After review of the available evidence and national recommendations, NWP is adjusting its traditional approach to management of pregnancy with a history of preterm birth. Our clinicians remain available to discuss the risks/benefits/alternatives with your patients. Our team is continuing to monitor decisions being made on a national advisory level. We are also reviewing our local cervical length screening practice in response to data we have discovered during our review.

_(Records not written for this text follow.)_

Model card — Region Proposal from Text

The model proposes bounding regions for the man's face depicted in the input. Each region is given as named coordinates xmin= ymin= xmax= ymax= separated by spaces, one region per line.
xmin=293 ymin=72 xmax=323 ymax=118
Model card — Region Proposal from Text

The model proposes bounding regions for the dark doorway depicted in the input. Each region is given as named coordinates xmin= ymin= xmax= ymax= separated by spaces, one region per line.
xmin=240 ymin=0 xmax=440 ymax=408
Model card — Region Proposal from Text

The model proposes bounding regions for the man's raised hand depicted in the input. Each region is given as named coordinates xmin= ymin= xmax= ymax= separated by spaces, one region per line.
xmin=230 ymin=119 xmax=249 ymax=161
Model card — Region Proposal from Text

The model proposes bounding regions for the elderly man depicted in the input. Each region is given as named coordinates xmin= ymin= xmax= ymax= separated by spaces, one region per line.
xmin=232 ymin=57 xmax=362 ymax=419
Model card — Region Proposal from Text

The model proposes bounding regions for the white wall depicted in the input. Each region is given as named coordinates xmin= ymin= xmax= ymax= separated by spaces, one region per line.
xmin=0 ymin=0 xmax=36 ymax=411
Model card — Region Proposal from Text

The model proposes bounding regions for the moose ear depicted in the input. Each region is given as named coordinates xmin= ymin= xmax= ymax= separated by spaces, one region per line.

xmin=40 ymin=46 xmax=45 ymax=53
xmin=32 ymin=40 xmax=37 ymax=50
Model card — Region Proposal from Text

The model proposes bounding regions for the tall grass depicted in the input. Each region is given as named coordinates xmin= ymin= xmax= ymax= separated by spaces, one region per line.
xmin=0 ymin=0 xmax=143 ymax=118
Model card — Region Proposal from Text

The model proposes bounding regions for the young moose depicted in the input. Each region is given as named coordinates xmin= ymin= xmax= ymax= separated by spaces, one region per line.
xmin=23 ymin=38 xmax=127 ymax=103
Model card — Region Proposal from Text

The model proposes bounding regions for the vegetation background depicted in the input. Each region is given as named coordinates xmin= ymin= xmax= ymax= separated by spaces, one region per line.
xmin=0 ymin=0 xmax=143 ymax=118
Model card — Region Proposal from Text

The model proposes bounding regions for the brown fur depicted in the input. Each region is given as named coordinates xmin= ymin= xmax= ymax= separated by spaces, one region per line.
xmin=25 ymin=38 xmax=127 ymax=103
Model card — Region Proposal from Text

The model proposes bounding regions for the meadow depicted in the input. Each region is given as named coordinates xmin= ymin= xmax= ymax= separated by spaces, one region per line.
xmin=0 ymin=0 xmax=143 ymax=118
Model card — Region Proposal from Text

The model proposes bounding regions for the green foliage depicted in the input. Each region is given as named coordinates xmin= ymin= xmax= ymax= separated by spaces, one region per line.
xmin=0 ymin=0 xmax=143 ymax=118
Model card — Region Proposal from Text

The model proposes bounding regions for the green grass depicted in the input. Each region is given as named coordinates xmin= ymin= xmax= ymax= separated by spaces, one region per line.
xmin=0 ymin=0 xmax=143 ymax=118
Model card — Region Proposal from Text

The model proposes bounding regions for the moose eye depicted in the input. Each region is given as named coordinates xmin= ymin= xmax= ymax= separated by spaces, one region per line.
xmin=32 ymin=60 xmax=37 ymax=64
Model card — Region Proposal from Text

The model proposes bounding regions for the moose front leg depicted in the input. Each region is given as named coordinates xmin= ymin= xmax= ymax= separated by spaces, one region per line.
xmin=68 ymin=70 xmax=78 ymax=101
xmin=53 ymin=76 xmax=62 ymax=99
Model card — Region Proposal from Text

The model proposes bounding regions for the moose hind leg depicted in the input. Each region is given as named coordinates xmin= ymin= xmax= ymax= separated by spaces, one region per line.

Our current recommendations are for patients that are progesterone naïve, vaginal progesterone should be the preferred treatment modality, combined with cervical length screening to evaluate for shortening that may indicate the need for additional interventions such as cervical cerclage. Based on medication cost and insurance coverage, Prometrium 200mg per vagina is the recommended formulation. In patients that have previously used 17 OHPC, an informed discussion about the published data, concerns about efficacy of the medication, uncertainty about its status with the FDA, and discussion of the alternate forms of therapy she be conducted. If the patient, after an informed discussion, opts for 17 OHPC, that is still considered an acceptable option until such time as the FDA makes an alternate decision about drug approval.